Reputation: 988
I have a main dataframe df_PROD, and for certain range of years, I want to filter those records from the main df and if the number of records more than 0, will push them into a separate df (i.e df_PROD_year) and append that year into a list which can be used for later purpose.
I am trying to create dynamic names for dataframe inside a for loop as below and if the records are more than 0, I am adding into a separate df_year and I am trying to append that year into another list as below.
PROD_years_list = []
year=int(datetime.datetime.today().year)
for i in range (year, 2016, -1 ):
print(i)
df_PROD_{i} = df_PROD.filter(col("Year") == i)
if df_PROD_{i}.count() > 0:
PROD_years_list.append(i)
print(PROD_years_list)
But I get invalid syntax error for the line:
df_PROD_{i} = df_PROD.filter(col("Year") == i)
How to dynamically name a dataframe inside a for loop?

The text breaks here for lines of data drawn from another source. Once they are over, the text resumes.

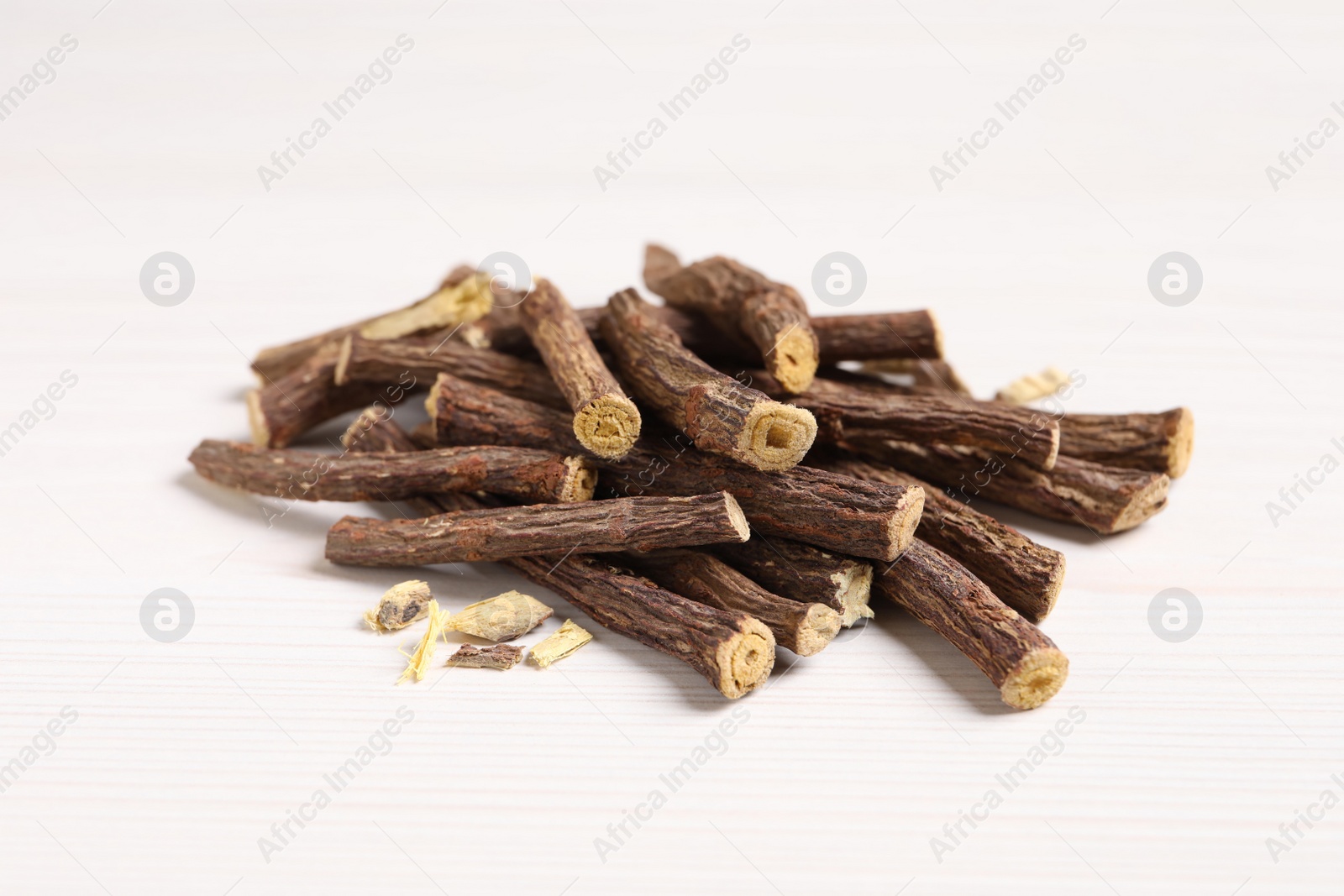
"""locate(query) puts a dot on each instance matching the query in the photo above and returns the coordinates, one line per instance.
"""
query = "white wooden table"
(179, 765)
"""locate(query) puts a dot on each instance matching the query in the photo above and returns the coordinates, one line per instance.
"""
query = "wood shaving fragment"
(501, 618)
(559, 645)
(400, 606)
(499, 656)
(418, 661)
(1028, 389)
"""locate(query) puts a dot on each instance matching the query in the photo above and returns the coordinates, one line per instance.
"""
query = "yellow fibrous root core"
(745, 660)
(501, 618)
(1035, 679)
(608, 426)
(777, 436)
(418, 663)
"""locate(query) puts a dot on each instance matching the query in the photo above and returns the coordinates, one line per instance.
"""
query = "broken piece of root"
(501, 618)
(564, 641)
(418, 663)
(400, 606)
(499, 656)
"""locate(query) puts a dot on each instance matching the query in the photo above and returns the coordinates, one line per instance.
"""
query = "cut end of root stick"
(257, 419)
(1034, 385)
(737, 516)
(608, 426)
(581, 483)
(795, 360)
(1182, 443)
(853, 589)
(745, 660)
(777, 436)
(1035, 679)
(819, 627)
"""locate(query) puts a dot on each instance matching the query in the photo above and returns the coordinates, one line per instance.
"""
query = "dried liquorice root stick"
(1025, 575)
(739, 300)
(1027, 668)
(288, 406)
(927, 376)
(1102, 499)
(803, 627)
(828, 511)
(374, 430)
(732, 651)
(526, 474)
(1159, 443)
(718, 412)
(847, 412)
(860, 338)
(804, 574)
(463, 296)
(495, 533)
(605, 421)
(393, 360)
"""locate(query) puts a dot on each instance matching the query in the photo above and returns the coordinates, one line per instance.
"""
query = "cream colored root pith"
(793, 362)
(817, 629)
(564, 641)
(608, 426)
(776, 436)
(1035, 679)
(745, 660)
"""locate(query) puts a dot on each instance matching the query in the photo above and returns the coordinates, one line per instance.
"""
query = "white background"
(820, 139)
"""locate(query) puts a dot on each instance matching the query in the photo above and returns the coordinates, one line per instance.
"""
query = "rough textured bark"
(732, 651)
(526, 474)
(739, 300)
(1025, 575)
(718, 412)
(803, 627)
(605, 421)
(847, 412)
(860, 338)
(1159, 443)
(830, 511)
(804, 574)
(463, 296)
(1027, 668)
(391, 360)
(1102, 499)
(495, 533)
(286, 407)
(375, 430)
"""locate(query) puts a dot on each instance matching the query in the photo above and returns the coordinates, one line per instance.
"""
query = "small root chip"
(400, 606)
(499, 656)
(559, 645)
(1034, 385)
(418, 661)
(501, 618)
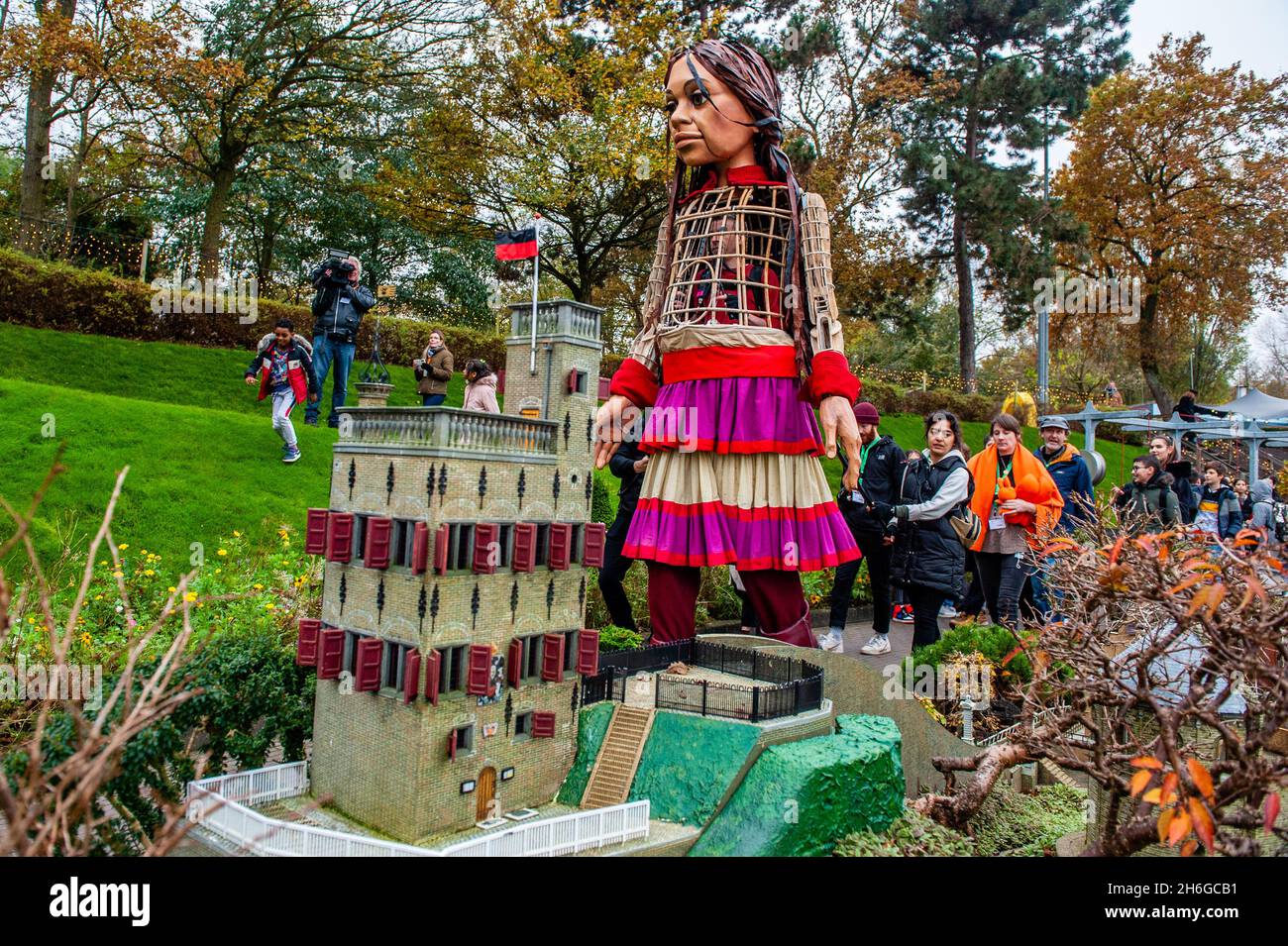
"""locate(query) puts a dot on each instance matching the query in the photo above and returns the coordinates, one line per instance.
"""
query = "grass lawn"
(202, 454)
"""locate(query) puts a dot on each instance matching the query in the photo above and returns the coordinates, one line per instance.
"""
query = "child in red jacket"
(284, 370)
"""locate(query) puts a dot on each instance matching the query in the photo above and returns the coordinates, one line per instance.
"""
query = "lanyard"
(1001, 475)
(863, 459)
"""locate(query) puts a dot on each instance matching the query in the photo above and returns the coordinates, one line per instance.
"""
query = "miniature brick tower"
(451, 648)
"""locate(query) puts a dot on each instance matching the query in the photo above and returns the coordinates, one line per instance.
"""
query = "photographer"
(338, 308)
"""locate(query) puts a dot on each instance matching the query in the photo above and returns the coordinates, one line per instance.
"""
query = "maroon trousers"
(777, 596)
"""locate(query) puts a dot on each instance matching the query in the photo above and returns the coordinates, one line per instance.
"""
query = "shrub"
(991, 640)
(612, 637)
(912, 835)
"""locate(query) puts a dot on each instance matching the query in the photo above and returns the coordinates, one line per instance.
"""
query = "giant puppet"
(741, 341)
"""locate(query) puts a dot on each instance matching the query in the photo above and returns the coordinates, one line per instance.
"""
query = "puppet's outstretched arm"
(640, 372)
(829, 370)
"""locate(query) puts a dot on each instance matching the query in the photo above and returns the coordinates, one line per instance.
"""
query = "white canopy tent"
(1257, 405)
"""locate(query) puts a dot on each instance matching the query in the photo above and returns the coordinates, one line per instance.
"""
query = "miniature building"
(451, 648)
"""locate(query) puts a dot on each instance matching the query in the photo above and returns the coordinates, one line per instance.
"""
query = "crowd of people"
(927, 519)
(922, 519)
(291, 369)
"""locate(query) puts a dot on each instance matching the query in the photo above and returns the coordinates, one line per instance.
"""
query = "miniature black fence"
(795, 686)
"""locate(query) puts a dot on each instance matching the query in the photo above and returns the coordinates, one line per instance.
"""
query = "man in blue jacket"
(1073, 478)
(338, 309)
(1069, 472)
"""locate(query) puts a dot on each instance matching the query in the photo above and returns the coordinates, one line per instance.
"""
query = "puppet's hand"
(837, 418)
(608, 428)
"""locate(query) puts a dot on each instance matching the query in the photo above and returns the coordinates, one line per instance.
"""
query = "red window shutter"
(340, 537)
(314, 533)
(552, 658)
(588, 652)
(330, 653)
(542, 725)
(514, 663)
(441, 538)
(411, 675)
(433, 670)
(420, 549)
(307, 648)
(524, 546)
(484, 536)
(478, 679)
(592, 545)
(561, 538)
(378, 532)
(368, 679)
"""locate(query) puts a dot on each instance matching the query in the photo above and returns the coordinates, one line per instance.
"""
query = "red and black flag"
(516, 245)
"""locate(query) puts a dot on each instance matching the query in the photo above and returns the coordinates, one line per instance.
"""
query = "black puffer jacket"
(880, 484)
(927, 554)
(338, 309)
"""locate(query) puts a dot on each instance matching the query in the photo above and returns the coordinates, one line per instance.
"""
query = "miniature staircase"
(1060, 775)
(618, 757)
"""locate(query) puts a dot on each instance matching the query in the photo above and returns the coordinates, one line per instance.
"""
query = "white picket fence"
(219, 804)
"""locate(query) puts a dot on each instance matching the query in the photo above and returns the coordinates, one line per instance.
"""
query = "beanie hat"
(866, 413)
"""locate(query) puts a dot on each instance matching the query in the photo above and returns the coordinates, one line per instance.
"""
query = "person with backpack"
(284, 370)
(1147, 503)
(1170, 463)
(881, 463)
(1219, 512)
(928, 559)
(1262, 519)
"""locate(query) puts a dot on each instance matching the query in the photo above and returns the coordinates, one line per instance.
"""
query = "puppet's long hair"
(751, 78)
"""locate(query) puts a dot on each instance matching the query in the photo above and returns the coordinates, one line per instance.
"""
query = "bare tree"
(1163, 683)
(59, 806)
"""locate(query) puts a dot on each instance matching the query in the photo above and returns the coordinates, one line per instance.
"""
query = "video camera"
(336, 267)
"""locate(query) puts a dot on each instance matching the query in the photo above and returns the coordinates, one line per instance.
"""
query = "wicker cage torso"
(728, 263)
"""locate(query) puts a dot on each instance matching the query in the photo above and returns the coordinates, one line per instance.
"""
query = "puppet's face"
(706, 132)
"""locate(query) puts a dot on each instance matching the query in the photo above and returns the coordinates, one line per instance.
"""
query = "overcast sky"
(1250, 33)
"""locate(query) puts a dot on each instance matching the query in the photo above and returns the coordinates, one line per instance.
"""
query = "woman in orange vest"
(1019, 504)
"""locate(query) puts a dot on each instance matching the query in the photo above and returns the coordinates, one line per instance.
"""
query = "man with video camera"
(338, 308)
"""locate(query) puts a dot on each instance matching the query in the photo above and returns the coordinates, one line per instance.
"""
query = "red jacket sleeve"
(829, 374)
(635, 382)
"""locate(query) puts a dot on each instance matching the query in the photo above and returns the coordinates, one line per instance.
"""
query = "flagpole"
(536, 266)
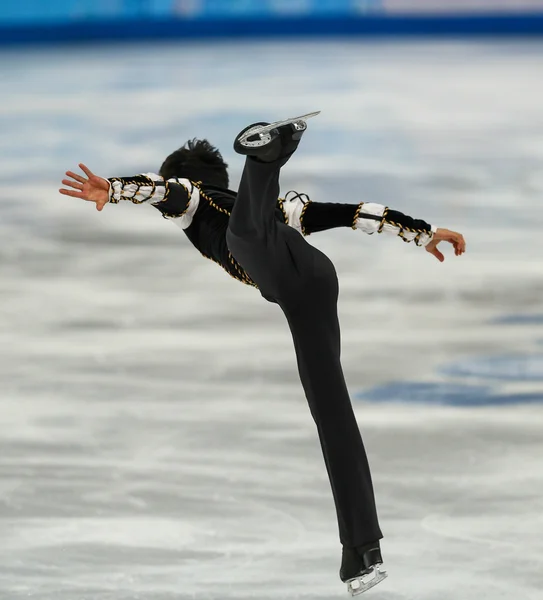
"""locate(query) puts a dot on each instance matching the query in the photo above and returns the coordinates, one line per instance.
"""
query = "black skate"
(361, 568)
(268, 142)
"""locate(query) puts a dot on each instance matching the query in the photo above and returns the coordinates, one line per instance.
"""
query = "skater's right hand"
(93, 188)
(446, 235)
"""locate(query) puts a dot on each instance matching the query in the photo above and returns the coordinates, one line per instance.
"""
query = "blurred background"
(154, 439)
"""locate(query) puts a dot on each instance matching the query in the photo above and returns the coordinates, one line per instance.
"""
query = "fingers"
(437, 254)
(72, 193)
(74, 184)
(86, 170)
(76, 176)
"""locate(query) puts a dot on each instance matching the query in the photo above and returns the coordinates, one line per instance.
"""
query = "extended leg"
(315, 330)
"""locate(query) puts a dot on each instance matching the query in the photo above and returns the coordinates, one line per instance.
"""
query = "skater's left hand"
(446, 235)
(93, 188)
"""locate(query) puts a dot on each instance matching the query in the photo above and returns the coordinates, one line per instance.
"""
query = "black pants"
(303, 282)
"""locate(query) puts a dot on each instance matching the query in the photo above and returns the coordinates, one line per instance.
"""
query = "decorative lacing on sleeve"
(419, 236)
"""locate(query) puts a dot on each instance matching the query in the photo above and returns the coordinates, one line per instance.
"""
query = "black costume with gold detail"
(212, 206)
(251, 235)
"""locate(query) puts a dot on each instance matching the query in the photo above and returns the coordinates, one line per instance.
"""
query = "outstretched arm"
(171, 197)
(309, 217)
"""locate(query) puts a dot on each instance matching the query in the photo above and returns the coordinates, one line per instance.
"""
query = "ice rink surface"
(155, 442)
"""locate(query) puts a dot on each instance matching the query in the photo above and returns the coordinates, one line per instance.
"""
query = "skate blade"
(362, 584)
(262, 130)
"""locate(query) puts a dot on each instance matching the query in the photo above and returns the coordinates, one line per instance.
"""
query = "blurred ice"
(155, 440)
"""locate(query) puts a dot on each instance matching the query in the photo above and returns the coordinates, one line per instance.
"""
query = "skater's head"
(197, 160)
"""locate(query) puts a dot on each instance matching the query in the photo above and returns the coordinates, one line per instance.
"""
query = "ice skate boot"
(361, 568)
(267, 142)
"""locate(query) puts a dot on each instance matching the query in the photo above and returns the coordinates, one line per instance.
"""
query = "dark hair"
(197, 160)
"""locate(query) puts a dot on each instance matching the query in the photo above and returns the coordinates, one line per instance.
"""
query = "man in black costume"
(258, 238)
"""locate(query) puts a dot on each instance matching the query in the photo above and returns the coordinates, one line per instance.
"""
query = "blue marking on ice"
(519, 319)
(520, 367)
(428, 393)
(449, 394)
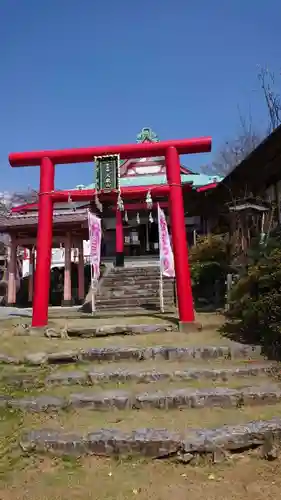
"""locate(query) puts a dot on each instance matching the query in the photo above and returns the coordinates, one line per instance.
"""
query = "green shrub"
(255, 303)
(209, 266)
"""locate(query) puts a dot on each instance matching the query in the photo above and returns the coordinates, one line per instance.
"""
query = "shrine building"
(130, 232)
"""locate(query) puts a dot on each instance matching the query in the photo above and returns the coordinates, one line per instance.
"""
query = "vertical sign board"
(107, 177)
(166, 256)
(167, 267)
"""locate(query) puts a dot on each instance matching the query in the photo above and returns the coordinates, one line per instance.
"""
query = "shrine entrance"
(110, 192)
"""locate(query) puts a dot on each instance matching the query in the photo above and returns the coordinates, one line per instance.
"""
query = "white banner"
(167, 267)
(94, 223)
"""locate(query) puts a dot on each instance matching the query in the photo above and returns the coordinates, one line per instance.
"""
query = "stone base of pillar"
(67, 303)
(119, 259)
(191, 327)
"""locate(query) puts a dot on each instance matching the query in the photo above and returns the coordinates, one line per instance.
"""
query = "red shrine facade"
(60, 217)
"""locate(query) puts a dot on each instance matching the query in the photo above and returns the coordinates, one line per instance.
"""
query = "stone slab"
(239, 351)
(154, 443)
(93, 376)
(162, 400)
(109, 330)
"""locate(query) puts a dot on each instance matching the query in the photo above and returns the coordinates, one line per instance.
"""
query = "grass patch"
(20, 346)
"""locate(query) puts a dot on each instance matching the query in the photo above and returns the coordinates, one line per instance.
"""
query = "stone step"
(160, 400)
(135, 301)
(158, 443)
(111, 330)
(143, 282)
(134, 293)
(134, 271)
(172, 353)
(93, 375)
(136, 286)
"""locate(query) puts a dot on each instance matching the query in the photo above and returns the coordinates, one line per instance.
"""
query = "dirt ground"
(247, 478)
(25, 477)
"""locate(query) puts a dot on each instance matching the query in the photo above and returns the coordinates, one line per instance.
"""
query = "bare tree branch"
(272, 97)
(235, 150)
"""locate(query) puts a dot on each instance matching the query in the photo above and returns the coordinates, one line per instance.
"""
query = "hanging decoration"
(98, 203)
(71, 203)
(120, 203)
(149, 201)
(108, 178)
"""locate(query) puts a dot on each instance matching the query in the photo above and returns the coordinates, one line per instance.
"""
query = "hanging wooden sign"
(107, 173)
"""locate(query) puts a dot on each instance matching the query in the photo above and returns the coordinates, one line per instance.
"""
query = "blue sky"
(90, 72)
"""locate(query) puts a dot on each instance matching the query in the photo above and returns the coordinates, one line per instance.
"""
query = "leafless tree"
(272, 97)
(233, 151)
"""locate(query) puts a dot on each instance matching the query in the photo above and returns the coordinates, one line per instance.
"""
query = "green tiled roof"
(198, 180)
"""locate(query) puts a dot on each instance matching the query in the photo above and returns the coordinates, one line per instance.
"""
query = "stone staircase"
(174, 400)
(134, 287)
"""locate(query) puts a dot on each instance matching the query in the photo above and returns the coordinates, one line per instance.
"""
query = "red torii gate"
(48, 196)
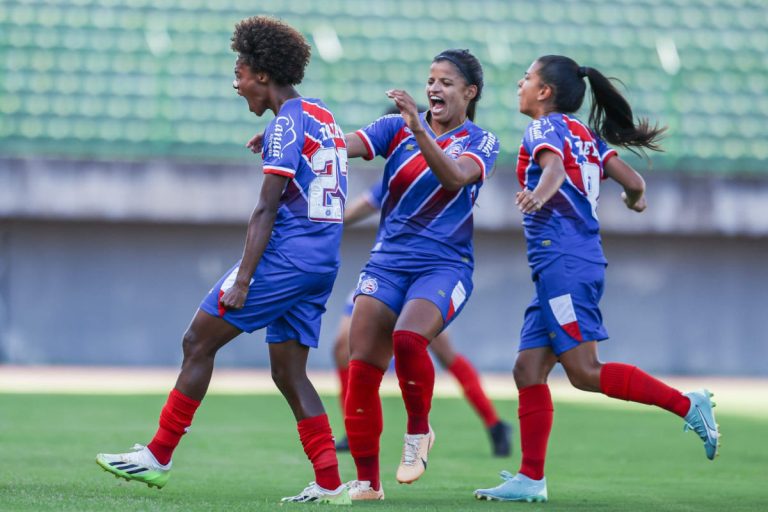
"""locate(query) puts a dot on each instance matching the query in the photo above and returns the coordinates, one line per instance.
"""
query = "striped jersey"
(567, 224)
(304, 144)
(419, 217)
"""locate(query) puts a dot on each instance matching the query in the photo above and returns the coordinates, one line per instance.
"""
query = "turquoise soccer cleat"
(515, 488)
(139, 465)
(701, 419)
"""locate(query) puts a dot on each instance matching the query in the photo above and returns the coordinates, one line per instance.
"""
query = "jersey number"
(326, 202)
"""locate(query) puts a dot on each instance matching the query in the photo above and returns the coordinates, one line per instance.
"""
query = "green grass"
(243, 454)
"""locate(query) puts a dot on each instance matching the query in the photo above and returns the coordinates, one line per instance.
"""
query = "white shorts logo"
(369, 285)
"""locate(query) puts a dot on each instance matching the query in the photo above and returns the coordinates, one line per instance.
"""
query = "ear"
(471, 92)
(545, 92)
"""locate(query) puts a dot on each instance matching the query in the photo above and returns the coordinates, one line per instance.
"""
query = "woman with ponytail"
(560, 166)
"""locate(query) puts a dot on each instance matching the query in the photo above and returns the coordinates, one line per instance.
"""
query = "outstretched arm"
(452, 174)
(256, 240)
(552, 177)
(633, 184)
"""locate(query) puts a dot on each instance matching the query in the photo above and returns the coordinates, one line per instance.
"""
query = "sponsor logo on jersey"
(368, 285)
(283, 135)
(487, 144)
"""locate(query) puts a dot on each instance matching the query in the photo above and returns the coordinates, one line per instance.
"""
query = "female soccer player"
(288, 267)
(441, 347)
(419, 274)
(560, 165)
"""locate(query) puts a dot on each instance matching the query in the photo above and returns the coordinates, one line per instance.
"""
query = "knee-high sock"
(363, 419)
(343, 374)
(175, 419)
(536, 413)
(416, 375)
(627, 382)
(467, 376)
(317, 440)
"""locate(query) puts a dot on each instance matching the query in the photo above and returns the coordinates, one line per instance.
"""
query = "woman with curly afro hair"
(288, 266)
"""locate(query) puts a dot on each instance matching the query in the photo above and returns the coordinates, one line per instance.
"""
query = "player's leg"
(535, 412)
(500, 432)
(151, 464)
(370, 342)
(627, 382)
(288, 361)
(341, 360)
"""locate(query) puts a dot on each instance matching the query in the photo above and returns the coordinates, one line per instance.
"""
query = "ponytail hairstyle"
(469, 67)
(610, 115)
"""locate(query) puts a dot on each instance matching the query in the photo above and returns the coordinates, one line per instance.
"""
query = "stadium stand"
(141, 79)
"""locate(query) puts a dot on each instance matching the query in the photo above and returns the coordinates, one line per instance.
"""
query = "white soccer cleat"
(414, 460)
(313, 493)
(361, 490)
(139, 465)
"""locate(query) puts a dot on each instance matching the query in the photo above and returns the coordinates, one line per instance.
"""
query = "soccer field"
(243, 454)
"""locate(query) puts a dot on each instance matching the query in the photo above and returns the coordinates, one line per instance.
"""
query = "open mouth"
(436, 104)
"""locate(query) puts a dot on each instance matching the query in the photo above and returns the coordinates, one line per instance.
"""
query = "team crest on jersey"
(368, 285)
(283, 135)
(454, 149)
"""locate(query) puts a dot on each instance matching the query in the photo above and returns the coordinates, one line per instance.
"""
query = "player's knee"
(585, 379)
(194, 346)
(526, 375)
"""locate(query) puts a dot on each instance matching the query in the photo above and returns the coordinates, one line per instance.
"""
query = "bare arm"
(452, 174)
(256, 240)
(633, 184)
(552, 177)
(360, 209)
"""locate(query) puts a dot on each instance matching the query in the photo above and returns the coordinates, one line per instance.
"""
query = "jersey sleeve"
(375, 195)
(283, 140)
(483, 148)
(378, 135)
(543, 134)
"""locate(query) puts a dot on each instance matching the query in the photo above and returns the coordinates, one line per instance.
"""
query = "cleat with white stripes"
(701, 419)
(313, 493)
(139, 465)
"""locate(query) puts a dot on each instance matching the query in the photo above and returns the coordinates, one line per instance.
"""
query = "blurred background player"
(441, 347)
(293, 239)
(419, 274)
(560, 166)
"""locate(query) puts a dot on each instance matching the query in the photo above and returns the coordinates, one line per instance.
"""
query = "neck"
(280, 96)
(441, 128)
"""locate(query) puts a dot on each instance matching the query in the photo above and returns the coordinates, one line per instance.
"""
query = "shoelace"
(411, 450)
(506, 475)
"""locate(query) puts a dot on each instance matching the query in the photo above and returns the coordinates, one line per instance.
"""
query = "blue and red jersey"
(304, 143)
(567, 224)
(419, 217)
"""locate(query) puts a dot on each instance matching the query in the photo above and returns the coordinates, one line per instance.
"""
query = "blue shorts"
(447, 286)
(565, 310)
(286, 300)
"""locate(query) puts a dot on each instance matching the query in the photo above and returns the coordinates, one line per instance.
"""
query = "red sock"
(627, 382)
(536, 413)
(416, 375)
(363, 419)
(175, 419)
(467, 376)
(317, 440)
(343, 374)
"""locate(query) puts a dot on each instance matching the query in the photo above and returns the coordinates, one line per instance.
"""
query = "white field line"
(748, 396)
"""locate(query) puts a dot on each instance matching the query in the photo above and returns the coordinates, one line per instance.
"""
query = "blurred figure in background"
(460, 367)
(288, 266)
(560, 166)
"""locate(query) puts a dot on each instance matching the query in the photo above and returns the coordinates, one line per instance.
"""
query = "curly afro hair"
(270, 46)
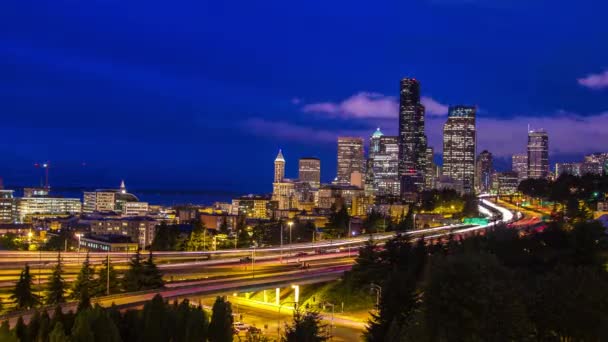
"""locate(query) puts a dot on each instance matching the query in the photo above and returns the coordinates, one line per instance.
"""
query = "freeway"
(274, 270)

Thanks.
Upvotes: 1
Views: 3420
Reputation: 32670
Using a dict is probably a better option for your need. You store each dataframe with the corresponding year as a key:
PROD_years = {}
year=int(datetime.datetime.today().year)
for i in range (year, 2016, -1 ):
df = df_PROD.filter(col("Year") == i)
if df.count() > 0:
PROD_years[i] = df
print(PROD_years)
Upvotes: 2